1 Daarop stuurde Jozua twee spionnen vanuit het kamp bij Sittim de rivier over om het gebied aan de overkant van de rivier te verkennen, in het bijzonder Jericho. De spionnen vertrokken en gingen het huis binnen van Rachab, een prostituee. Zij wilden daar de nacht doorbrengen.
2 Maar iemand lichtte de koning van Jericho in dat twee Israëlieten, vermoedelijk spionnen, die avond waren aangekomen.
3 De koning stuurde de mannen naar het huis van Rachab met de eis hen uit te leveren. ‘Het zijn spionnen,’ legden zij uit. ‘Zij zijn er door hun leiders op uitgestuurd om te ontdekken hoe zij ons het beste kunnen aanvallen.’
4 Zij had de mannen echter verborgen en zei tegen de aanvoerder van de groep: ‘Die mannen zijn hier inderdaad geweest, maar ik wist niet waar ze vandaan kwamen.
5 Toen het donker werd, vlak voordat de stadspoorten werden gesloten, hebben zij de stad verlaten en ik weet niet waar ze naartoe gingen. Als u zich haast, kunt u hen waarschijnlijk nog wel inhalen!’
6 In werkelijkheid had zij de mannen naar het dak gebracht en verborgen onder vlasstengels die daar lagen te drogen.
7 De mannen gingen de vermeende vluchtelingen achterna tot aan de Jordaan. De stadspoorten gingen achter hen dicht.
8 Rachab ging intussen naar het dak om te praten met de mannen, voordat zij gingen slapen.
9 Zij zei: ‘Ik weet heel goed dat uw God mijn land aan u gaat geven. Wij leven in grote angst voor u. Alle inwoners van dit land zijn verlamd door angst en radeloos.

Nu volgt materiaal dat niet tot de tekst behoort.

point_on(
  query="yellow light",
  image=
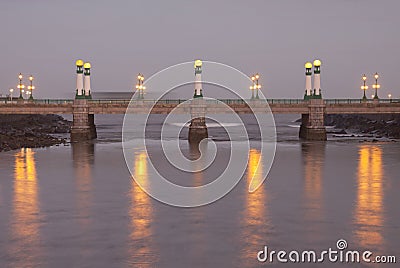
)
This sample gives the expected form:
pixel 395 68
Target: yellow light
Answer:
pixel 198 63
pixel 317 63
pixel 79 63
pixel 308 65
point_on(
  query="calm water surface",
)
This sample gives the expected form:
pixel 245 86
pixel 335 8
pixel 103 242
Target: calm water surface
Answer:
pixel 76 206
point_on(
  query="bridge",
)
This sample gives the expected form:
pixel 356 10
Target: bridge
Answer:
pixel 85 109
pixel 277 106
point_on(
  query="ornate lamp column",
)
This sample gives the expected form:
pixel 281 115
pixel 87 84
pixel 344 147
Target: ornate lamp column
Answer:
pixel 87 67
pixel 31 87
pixel 317 79
pixel 198 91
pixel 256 86
pixel 308 92
pixel 140 87
pixel 20 86
pixel 79 80
pixel 364 87
pixel 376 86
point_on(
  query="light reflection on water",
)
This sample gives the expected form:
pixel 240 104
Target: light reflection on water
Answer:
pixel 313 161
pixel 83 156
pixel 25 224
pixel 255 223
pixel 67 217
pixel 368 213
pixel 142 249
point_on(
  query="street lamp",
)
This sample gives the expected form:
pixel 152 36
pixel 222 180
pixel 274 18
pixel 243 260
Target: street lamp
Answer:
pixel 376 86
pixel 31 87
pixel 364 86
pixel 20 86
pixel 11 91
pixel 139 86
pixel 256 86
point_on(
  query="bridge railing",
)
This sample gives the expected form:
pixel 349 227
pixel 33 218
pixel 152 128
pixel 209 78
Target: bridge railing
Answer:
pixel 178 101
pixel 355 101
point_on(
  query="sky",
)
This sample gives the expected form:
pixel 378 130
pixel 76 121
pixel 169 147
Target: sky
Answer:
pixel 273 37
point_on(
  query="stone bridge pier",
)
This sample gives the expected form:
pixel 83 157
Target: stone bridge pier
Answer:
pixel 197 129
pixel 83 127
pixel 312 124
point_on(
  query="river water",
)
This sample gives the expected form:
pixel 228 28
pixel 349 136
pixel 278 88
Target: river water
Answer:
pixel 76 206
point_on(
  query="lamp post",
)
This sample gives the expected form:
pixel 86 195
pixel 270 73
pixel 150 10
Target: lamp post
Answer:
pixel 256 86
pixel 20 86
pixel 364 86
pixel 31 87
pixel 11 92
pixel 140 87
pixel 376 86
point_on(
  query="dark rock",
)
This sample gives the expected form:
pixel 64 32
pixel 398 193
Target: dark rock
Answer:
pixel 33 131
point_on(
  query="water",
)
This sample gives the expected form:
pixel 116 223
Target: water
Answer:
pixel 76 206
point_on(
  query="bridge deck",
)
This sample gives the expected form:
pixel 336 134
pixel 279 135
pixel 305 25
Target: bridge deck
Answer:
pixel 281 106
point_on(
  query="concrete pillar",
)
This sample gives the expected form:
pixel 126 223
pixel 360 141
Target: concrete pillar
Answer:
pixel 308 91
pixel 197 129
pixel 312 124
pixel 83 127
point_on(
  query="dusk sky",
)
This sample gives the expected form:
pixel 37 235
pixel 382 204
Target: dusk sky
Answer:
pixel 274 38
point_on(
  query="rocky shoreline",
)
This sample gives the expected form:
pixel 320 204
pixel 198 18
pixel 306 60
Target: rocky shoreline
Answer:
pixel 382 125
pixel 33 131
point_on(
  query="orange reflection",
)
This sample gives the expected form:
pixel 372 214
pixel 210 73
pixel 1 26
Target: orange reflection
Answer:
pixel 369 208
pixel 255 218
pixel 25 219
pixel 141 214
pixel 313 156
pixel 82 154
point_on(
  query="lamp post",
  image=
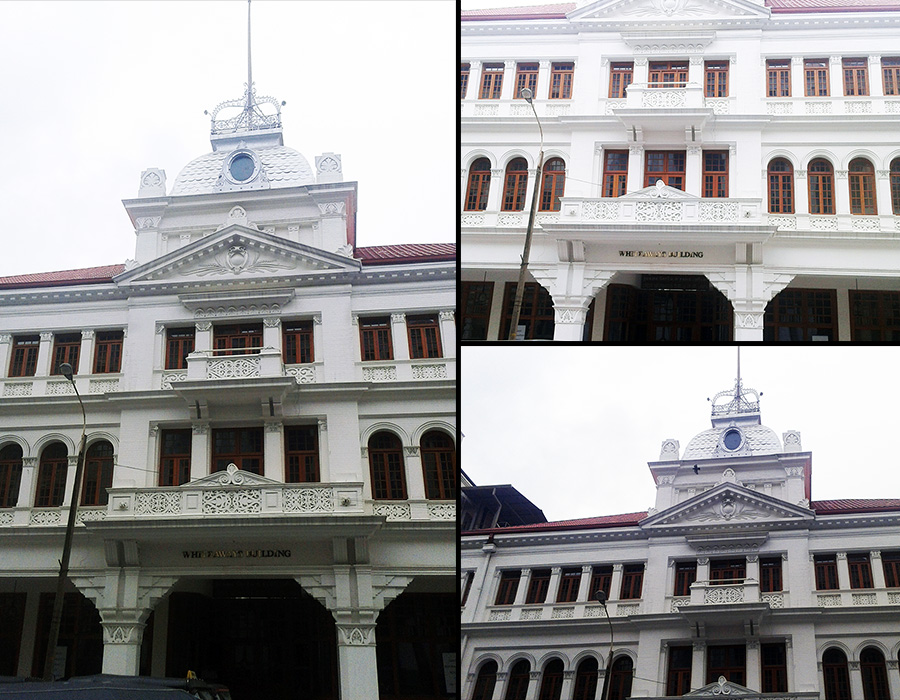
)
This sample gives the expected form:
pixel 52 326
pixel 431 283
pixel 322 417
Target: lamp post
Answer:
pixel 600 596
pixel 523 268
pixel 56 617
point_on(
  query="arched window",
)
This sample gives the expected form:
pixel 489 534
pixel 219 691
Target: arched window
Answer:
pixel 874 673
pixel 551 681
pixel 439 465
pixel 484 683
pixel 620 679
pixel 862 187
pixel 586 680
pixel 895 185
pixel 52 475
pixel 781 186
pixel 10 474
pixel 821 187
pixel 386 466
pixel 837 677
pixel 553 184
pixel 514 185
pixel 479 184
pixel 98 464
pixel 517 686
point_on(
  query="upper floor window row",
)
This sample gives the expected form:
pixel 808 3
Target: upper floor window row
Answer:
pixel 66 347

10 Wij hebben namelijk gehoord hoe de Here voor u een pad door de Rietzee maakte na uw vertrek uit Egypte! En wij weten ook wat u deed met Sichon en Og, de twee Amoritische koningen ten oosten van de Jordaan, hoe u hun land onder de voet liep en hun hele volk uitroeide.
11 Geen wonder dat wij bang zijn! Niemand heeft nog de moed te vechten als hij dat allemaal heeft gehoord. Want uw God regeert als God boven in de hemelen en beneden op de aarde.
12-13 Ik wil u om één ding smeken: zweer mij bij de naam van uw God dat u bij de verovering van Jericho mij, mijn ouders en mijn broers en zusters met hun gezinnen in leven laat, omdat ik u heb geholpen.’
14 De mannen antwoordden: ‘Als u ons niet verraadt, zullen wij ervoor zorgen dat u en uw familieleden niets overkomt. Wij zullen u dankbaarheid en trouw bewijzen en u met ons eigen leven beschermen.’
15 Toen liet zij de mannen aan een touw langs de stadsmuur naar beneden zakken. Haar huis stond namelijk bovenop de muur.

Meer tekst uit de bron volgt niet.